SoftNAS Data Recovery with Azure Storage Replication

The level of DR preparedness a customer chooses to deploy is at the customer's discretion. A customer has the option to deploy standby SoftNAS VMs, stopped and ready to be started in the event of an Azure geo-failover. But the process of fully configuring the SoftNAS VMs in Region B after an Azure geo-failover is a manual process that can only take place after Azure completes the geo-failover process.

The Azure geo-failover process is a manual process as well, and may take days to complete.


See the diagram to the right for a depiction of this standby deployment:


The Standby SoftNAS HA Nodes are simply SoftNAS nodes that have been launched in Region B and stopped in preparation for an Azure geo-failover


The Standby SoftNAS Nodes are not connected to any Azure Storage Account while in standby, being the Storage Account with the replicated data in Region B is not accessible until after Azure performs a geo-failover (RA-GRS may provide read-only access, but as of this time we are not sure if the storage account used for the read-only RA-GRS access will represent the same storage account that would be used during a post geo-failover event).

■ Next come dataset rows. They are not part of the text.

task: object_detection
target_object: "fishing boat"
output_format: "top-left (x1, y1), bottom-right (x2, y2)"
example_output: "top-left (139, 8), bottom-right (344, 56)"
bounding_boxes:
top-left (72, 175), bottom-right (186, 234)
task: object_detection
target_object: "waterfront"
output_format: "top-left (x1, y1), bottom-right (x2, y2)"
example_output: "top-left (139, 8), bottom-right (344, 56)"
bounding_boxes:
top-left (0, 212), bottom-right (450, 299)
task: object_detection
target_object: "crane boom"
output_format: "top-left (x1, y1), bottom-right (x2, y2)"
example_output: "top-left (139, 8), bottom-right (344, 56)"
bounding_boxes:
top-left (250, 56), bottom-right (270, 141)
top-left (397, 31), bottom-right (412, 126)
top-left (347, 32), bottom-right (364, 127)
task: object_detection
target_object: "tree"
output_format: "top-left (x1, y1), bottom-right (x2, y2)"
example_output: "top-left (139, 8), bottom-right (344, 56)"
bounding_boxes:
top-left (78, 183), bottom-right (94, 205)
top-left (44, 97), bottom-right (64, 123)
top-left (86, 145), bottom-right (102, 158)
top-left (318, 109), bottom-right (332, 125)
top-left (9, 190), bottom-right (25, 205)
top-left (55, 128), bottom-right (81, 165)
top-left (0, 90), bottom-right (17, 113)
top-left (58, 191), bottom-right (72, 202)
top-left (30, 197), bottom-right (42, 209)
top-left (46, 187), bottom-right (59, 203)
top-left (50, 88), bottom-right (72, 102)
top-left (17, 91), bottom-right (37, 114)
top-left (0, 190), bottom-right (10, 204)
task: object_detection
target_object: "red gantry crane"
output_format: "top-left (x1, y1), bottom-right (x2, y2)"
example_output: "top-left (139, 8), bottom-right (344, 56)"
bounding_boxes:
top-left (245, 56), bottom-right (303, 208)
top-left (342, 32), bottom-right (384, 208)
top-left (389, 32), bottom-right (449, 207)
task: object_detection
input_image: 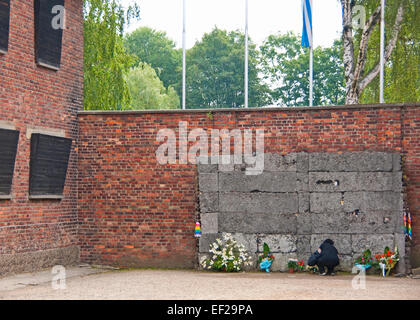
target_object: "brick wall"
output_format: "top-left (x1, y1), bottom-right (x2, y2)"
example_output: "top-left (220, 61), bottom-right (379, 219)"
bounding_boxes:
top-left (0, 0), bottom-right (83, 273)
top-left (78, 105), bottom-right (420, 267)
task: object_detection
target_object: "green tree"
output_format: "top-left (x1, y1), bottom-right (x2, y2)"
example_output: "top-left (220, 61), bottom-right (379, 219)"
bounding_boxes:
top-left (340, 0), bottom-right (408, 104)
top-left (126, 62), bottom-right (180, 109)
top-left (83, 0), bottom-right (139, 110)
top-left (186, 28), bottom-right (268, 108)
top-left (124, 27), bottom-right (182, 95)
top-left (260, 32), bottom-right (345, 106)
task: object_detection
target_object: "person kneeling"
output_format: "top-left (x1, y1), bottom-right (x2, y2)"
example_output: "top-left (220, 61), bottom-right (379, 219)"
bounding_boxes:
top-left (308, 239), bottom-right (340, 276)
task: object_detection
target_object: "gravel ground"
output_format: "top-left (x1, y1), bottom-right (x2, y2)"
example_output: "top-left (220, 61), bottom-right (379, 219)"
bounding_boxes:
top-left (0, 270), bottom-right (420, 300)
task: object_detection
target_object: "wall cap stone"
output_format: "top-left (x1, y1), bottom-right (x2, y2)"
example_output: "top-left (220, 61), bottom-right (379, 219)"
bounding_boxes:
top-left (78, 103), bottom-right (420, 116)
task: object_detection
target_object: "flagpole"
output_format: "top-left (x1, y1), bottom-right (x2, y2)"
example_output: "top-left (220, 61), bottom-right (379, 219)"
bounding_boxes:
top-left (379, 0), bottom-right (385, 103)
top-left (309, 44), bottom-right (314, 107)
top-left (182, 0), bottom-right (186, 110)
top-left (244, 0), bottom-right (248, 108)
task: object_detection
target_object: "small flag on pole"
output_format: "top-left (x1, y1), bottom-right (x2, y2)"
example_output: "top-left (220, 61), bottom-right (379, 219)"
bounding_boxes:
top-left (302, 0), bottom-right (313, 107)
top-left (302, 0), bottom-right (312, 48)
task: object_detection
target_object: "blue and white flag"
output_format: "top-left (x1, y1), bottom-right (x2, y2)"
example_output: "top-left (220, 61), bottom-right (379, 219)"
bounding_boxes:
top-left (302, 0), bottom-right (312, 47)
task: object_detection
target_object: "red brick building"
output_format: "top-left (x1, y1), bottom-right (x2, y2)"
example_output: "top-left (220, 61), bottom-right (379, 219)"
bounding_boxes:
top-left (0, 0), bottom-right (83, 273)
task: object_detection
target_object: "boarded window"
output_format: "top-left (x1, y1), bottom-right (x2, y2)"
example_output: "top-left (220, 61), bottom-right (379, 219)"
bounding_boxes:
top-left (35, 0), bottom-right (64, 70)
top-left (0, 0), bottom-right (10, 53)
top-left (29, 133), bottom-right (72, 197)
top-left (0, 129), bottom-right (19, 196)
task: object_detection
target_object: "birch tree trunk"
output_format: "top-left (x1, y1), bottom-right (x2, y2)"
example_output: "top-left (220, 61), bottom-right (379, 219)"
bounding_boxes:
top-left (340, 0), bottom-right (405, 104)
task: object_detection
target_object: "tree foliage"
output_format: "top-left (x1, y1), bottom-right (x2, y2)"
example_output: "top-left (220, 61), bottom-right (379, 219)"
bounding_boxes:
top-left (186, 27), bottom-right (267, 108)
top-left (83, 0), bottom-right (139, 110)
top-left (126, 62), bottom-right (180, 109)
top-left (260, 32), bottom-right (345, 106)
top-left (340, 0), bottom-right (408, 104)
top-left (124, 27), bottom-right (182, 94)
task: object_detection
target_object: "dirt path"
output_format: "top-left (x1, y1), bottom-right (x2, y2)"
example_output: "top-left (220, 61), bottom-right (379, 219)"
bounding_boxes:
top-left (0, 270), bottom-right (420, 300)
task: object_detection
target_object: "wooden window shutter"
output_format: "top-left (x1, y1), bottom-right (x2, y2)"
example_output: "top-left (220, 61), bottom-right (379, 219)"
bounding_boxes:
top-left (29, 133), bottom-right (72, 197)
top-left (35, 0), bottom-right (64, 70)
top-left (0, 129), bottom-right (19, 196)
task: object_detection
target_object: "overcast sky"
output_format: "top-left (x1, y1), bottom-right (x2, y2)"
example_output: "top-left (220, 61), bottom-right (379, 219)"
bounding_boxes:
top-left (122, 0), bottom-right (341, 48)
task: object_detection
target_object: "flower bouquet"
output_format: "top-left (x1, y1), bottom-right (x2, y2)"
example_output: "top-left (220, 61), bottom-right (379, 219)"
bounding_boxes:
top-left (258, 242), bottom-right (274, 272)
top-left (375, 247), bottom-right (400, 277)
top-left (354, 249), bottom-right (374, 270)
top-left (297, 260), bottom-right (305, 272)
top-left (200, 233), bottom-right (252, 272)
top-left (306, 265), bottom-right (318, 273)
top-left (287, 259), bottom-right (298, 273)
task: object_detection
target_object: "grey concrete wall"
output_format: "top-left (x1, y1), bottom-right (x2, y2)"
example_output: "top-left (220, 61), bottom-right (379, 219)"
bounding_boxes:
top-left (197, 152), bottom-right (405, 272)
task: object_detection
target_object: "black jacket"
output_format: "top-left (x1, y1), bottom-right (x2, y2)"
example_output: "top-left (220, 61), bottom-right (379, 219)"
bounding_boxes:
top-left (308, 239), bottom-right (340, 267)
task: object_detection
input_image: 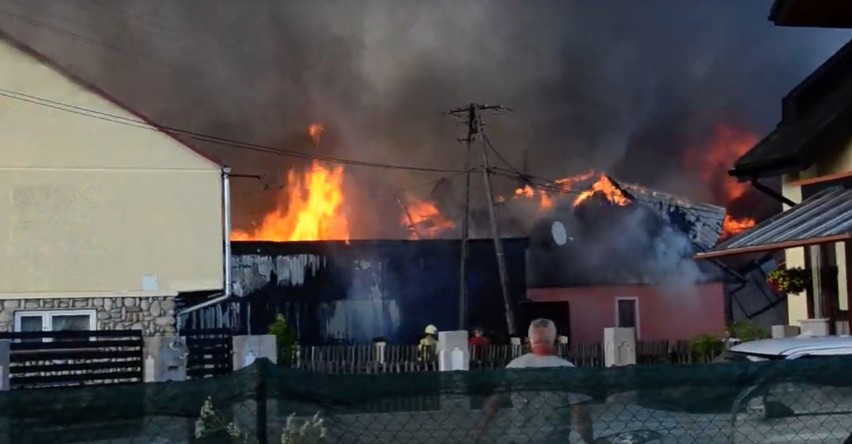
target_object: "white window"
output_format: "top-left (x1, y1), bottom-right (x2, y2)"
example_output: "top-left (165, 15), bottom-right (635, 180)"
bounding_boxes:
top-left (615, 298), bottom-right (639, 337)
top-left (15, 310), bottom-right (97, 331)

Expected Steps to Recover From a Geo-failover with SoftNAS

These steps have NOT been formally verified by SoftNAS

After Azure has performed a geo-failover, the below is expected stated of the Azure Region B based on Azure documentation:

  1. No access to Azure Region A available.
  2. The data that has been replicated to Region B is now R/W accessible through the same Azure storage account that was used to connect to it in Region A.
  3. The data is no longer being replicated by Azure

Assumed SoftNAS steps after an Azure geo-failure:

  1. SoftNAS VMs would need to be launched in Region B, or the standby SoftNAS VMs started if they exist.
  2. The Azure storage that was replicated would need to be imported into the Region B SoftNAS VMs using the same Azure storage account.
  3. Any application that was previously accessing SoftNAS in Region B would need to have its DNS changed to now point to the SoftNAS servers in Region B.
  4. If the SoftNAS HA pair in Region A was in a failure state when Region A was lost, recovery options on Region B after the above steps could have complications, being Azure clearly indicates that data may have been lost during a geo-failover.